Internal Family Systems Therapy with Calum Anderson

I was attracted to IFS because it is the kindest, most unshaming therapy modality I have encountered. It opens space for authenticity and greater acceptance and courage because it supports us to notice the positive intentions behind patterns that appear unhelpful even when on the surface they seem only to make us suffer. 

For my clients, many of whom have felt shamed for who they are, this opens up a safe space to look more honestly at themselves on every level. In a culture in which we are used to evaluating, optimising, polishing, expecting constant growth and fast results, this frame of mind can be balsam for the soul.

Before diving into the IFS therapeutic model, I want to say that I believe that any therapeutic modality can provide us with some orientation, but should never be taken rigidly. The map that a therapy model provides is not the territory.
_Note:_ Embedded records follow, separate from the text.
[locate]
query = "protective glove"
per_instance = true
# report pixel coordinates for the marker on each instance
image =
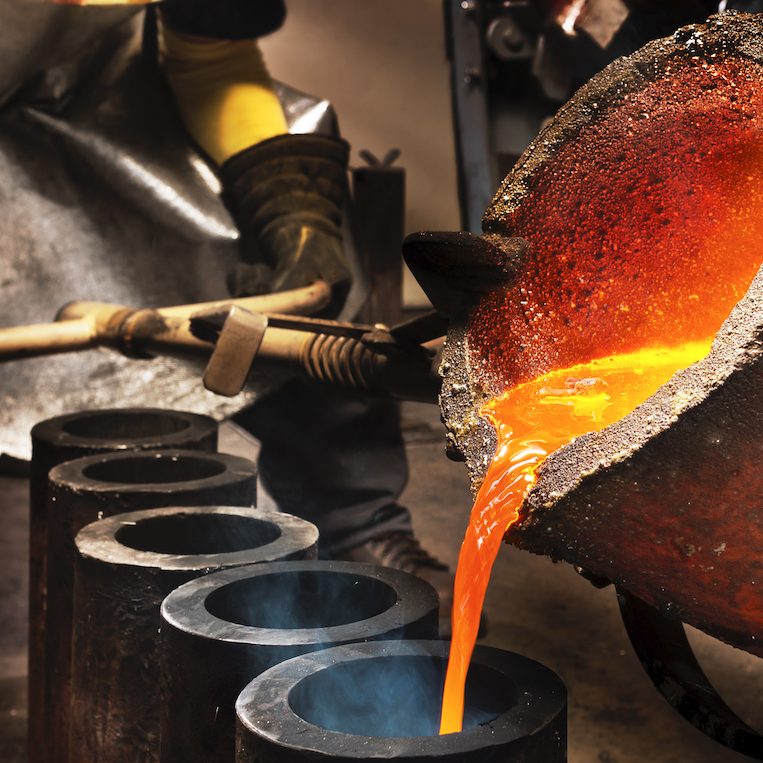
(286, 196)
Your psyche is highly individual and could never be fully explained by anyone’s model. Your different parts, patterns, needs, emotions, your entire inner life is different from anyone else’s so the therapeutic model needs to be held lightly as an orientation for personal discovery. I ask that you see our dialogue about IFS as an invitation to get to know your own internal family system, its quirks and intricacies with some playful self discovery and lightness. 

Enhancing Self Leadership

An important central aim of IFS therapy is to enhance our self leadership. This means that we are attempting to relate openly to our inner life of thoughts, feelings, impulses, etc., with the aim of learning not to be hijacked by them. Instead we wish to open up to them, facing them with curiosity so as to learn how to befriend these “rogue” parts. We are interested in these aspects of our inner lives as if we were a diplomat in a foreign country we don’t know very well. 
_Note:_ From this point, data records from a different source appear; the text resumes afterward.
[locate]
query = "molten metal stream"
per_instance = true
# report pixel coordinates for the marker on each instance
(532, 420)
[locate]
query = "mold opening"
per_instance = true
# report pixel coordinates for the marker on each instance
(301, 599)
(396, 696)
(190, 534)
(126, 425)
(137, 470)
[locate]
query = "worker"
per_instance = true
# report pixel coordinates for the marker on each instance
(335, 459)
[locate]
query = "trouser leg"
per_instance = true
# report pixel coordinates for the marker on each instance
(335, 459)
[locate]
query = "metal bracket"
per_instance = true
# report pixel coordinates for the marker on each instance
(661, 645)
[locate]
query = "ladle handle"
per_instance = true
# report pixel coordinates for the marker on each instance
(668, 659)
Commonly, when people seek therapy, there is an element of frustration and impatience. Some behaviours or emotional patterns have seemed to be getting in the way of leading life well so it’s understandable that there are some voices or parts inside that have strong opinions about it and really wish for change, the sooner the better! In IFS therapy, we listen to this request for change as one perspective, and we are always open to more perspectives. We make the assumption that there are no bad parts. In IFS therapy we don’t take sides and define some parts of the personality as good and some as bad. Instead we are respectful of the positive intentions and balancing acts involved in the different energies that often pull us in different directions. When we look deeply into the psyche we can usually find some different energies that play out with one another like a tug-of-war. This discovery is a gift because when we can attend to the various different parts that have a stake in the therapy goals, we have much more influence and capacity to befriend any resistant, unwilling parts with hesitations about our official goals. This approach enables us to grow in our clarity and wisdom and notice whatever had been missing before in order to move with more harmony through our lives.

Key terms in IFS therapy

One key essential component in IFS therapy is the idea of self energy. There are some qualities of self energy which are often repeated in the literature, and they include:

curiosity, compassion, calmness, confidence, courage, connectedness, clarity, creativity, perseverance, patience, presence, perspective, playfulness, attunement, appreciation, acceptance, acknowledgement, tenderness, warmth, kindness, open-mindedness and open-heartedness.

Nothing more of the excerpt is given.